中国で日本人社員に“スパイ罪”実刑判決 日系企業に広がる深刻な不安と中国リスク
中国で拘束されたアステラス製薬の60代の日本人男性社員に対し、中国当局は「スパイ罪」で起訴し、懲役3年6か月の実刑判決を下した。裁判はすべて非公開で行われ、具体的な違法行為の内容は一切明らかにされなかった。この不透明な司法判断は、日本企業にとって極めて重大な警鐘である。
中国外務省の林剣報道官は、「中国は法治国家であり、合法的な経済活動には良好な環境を提供している」と主張しているが、今回のように正当なビジネス活動を行っていたとされる日本人社員が、突然スパイ容疑で拘束されるような事態が続けば、その言葉の信頼性は大きく揺らぐ。
すでに中国では2014年以降、少なくとも17人の日本人がスパイ罪などで拘束されている。多くは情報収集や通常業務の延長線上であると見られており、今回の判決も例外ではない。しかも、裁判が完全非公開で行われたことで、どのような行為が「スパイ行為」に当たるのか全く不明なまま処罰されるという恐ろしい現実が浮き彫りになった。
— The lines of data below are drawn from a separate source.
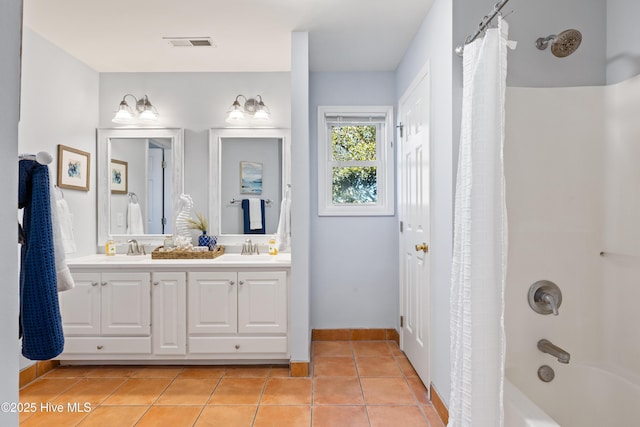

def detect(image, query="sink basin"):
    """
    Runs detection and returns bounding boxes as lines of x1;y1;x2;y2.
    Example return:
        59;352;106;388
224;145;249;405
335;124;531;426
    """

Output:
68;254;151;265
216;254;289;263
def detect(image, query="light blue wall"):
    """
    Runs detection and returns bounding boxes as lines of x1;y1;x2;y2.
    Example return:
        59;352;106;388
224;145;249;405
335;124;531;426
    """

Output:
0;1;21;423
606;0;640;84
309;71;399;329
20;28;99;257
395;0;454;407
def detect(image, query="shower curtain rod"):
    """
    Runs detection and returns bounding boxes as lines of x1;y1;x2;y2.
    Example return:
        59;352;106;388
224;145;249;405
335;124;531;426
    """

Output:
455;0;511;56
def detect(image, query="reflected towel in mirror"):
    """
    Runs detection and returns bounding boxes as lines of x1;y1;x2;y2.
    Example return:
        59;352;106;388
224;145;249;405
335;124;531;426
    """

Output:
127;199;145;234
241;199;265;234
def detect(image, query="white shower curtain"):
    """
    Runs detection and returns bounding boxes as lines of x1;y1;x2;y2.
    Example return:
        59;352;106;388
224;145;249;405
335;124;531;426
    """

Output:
449;17;510;427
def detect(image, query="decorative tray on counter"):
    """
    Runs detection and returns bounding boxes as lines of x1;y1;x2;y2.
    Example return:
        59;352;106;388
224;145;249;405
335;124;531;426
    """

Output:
151;245;225;260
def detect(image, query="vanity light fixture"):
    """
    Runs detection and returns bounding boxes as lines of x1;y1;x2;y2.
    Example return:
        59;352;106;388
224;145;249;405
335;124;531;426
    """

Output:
112;94;159;124
225;95;270;123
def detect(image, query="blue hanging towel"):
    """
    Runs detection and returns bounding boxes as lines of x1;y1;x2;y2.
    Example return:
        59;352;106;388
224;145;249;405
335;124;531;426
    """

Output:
18;159;64;360
241;199;266;234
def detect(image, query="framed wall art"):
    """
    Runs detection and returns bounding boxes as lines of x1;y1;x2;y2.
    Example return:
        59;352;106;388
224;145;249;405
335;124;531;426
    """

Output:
110;159;128;194
57;144;91;191
240;161;263;194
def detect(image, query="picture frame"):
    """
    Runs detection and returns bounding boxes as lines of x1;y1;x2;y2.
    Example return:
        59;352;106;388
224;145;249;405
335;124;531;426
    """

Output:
110;159;128;194
240;161;263;194
57;144;91;191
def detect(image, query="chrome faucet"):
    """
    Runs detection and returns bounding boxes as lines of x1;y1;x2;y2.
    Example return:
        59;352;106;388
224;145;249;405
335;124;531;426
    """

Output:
537;339;570;364
127;239;146;256
241;239;259;255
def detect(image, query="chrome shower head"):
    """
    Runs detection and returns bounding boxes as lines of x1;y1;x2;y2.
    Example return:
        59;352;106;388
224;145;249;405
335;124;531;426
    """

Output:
536;29;582;58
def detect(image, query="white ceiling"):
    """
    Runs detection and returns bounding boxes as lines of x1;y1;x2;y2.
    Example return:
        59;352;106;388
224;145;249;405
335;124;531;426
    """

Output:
23;0;434;73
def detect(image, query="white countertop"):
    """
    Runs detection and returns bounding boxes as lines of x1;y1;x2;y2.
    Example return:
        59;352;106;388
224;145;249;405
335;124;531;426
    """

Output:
67;252;291;269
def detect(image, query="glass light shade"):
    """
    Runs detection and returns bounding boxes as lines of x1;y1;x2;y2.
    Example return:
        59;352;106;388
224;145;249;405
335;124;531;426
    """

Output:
112;103;134;124
253;105;271;121
225;101;245;123
139;107;158;123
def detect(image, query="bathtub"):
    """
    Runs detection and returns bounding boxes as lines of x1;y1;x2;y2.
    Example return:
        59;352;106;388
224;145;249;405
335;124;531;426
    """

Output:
506;364;640;426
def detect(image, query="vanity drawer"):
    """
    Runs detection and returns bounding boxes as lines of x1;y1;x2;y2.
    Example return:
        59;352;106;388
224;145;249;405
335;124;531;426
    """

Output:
63;337;151;354
188;336;287;355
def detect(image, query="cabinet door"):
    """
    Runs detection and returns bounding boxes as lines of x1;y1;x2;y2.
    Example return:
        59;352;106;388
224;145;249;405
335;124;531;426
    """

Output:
238;271;287;334
152;272;186;355
188;272;237;334
59;272;101;336
101;272;150;336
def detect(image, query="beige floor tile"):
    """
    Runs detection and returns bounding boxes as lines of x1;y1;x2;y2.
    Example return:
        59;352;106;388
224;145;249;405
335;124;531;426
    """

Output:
312;341;353;357
360;378;417;405
396;355;419;377
423;404;446;427
20;378;80;403
356;356;403;377
20;409;89;427
195;405;257;427
407;377;430;404
177;366;226;379
268;366;291;377
224;366;270;378
208;378;265;405
312;405;369;427
84;366;139;378
136;405;201;427
131;366;183;379
52;378;126;406
101;378;172;405
313;356;357;377
76;405;147;427
368;405;428;427
42;366;94;379
253;405;311;427
386;341;405;356
155;378;218;405
352;341;393;357
313;377;364;405
260;378;312;405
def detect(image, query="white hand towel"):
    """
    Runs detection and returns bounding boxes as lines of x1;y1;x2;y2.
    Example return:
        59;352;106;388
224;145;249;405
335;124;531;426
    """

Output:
56;198;77;254
249;198;263;230
275;187;291;251
50;183;75;292
127;201;145;234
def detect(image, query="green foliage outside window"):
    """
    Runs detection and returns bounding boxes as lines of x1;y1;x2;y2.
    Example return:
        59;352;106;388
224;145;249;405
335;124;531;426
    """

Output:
331;125;378;204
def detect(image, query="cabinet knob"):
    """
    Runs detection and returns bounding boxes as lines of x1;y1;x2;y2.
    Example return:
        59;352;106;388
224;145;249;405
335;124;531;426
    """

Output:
153;282;159;286
239;280;244;285
97;345;104;350
101;282;107;286
91;282;99;287
234;344;240;350
229;280;235;286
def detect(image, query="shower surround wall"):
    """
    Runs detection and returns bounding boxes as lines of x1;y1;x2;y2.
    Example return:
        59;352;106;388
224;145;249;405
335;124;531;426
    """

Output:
504;74;640;398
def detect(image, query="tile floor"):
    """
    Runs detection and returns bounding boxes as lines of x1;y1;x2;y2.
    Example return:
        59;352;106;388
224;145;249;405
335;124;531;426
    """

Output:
19;340;445;426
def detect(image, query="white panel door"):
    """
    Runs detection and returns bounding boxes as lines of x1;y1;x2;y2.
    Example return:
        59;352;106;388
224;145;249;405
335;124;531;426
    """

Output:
398;67;431;386
237;271;287;334
101;272;150;336
188;272;237;335
147;147;164;234
59;272;101;336
152;272;186;355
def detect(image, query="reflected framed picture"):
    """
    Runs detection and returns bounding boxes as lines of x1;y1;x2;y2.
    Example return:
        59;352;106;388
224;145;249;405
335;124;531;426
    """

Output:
57;144;91;191
110;159;128;194
240;161;263;194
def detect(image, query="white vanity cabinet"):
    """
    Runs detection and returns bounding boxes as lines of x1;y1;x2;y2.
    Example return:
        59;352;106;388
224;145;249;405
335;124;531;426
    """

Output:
187;271;288;356
58;272;151;355
59;254;291;363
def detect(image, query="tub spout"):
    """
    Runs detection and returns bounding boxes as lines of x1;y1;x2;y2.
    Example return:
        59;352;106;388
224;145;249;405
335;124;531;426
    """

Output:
537;339;570;364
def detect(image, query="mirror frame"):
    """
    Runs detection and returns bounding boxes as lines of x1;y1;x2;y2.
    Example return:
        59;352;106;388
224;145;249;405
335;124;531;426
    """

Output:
97;128;184;249
209;128;291;246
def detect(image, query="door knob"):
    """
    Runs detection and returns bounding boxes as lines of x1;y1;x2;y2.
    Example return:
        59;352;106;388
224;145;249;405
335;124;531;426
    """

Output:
415;243;429;253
金杉憲治駐中国大使は今回の判決を受け、「こうした日本人の拘束は日中間の人的往来を大きく阻害する要因であり、企業活動にも悪影響を及ぼす」と強く懸念を示した。実際、日系企業の間では中国ビジネスに対する不安感が急速に広がっている。
中国は経済的には巨大な市場であるものの、ビジネスと政治・安全保障の境界が極めて曖昧である。国家安全法や反スパイ法の拡大適用により、通常の企業活動が「国家の安全を脅かす行為」とみなされるリスクが現実化している。これはもはや一企業の問題ではなく、日本全体の対中経済戦略を見直す必要性を突きつけている。
日本企業は今後、中国での人材派遣や情報収集において、想像以上のリスク管理が求められることになる。また、政府としても中国における日本人拘束の現状を国際社会に訴え、法の支配や企業の安全な活動空間の確保を強く求めていく必要がある。
「スパイ罪」という名目で日本人が恣意的に拘束・起訴される事態が続けば、日本企業は中国市場からの撤退や投資の再考を余儀なくされることになりかねない。中国における日本人の安全と企業の法的安定性が、これまで以上に深刻な局面を迎えている。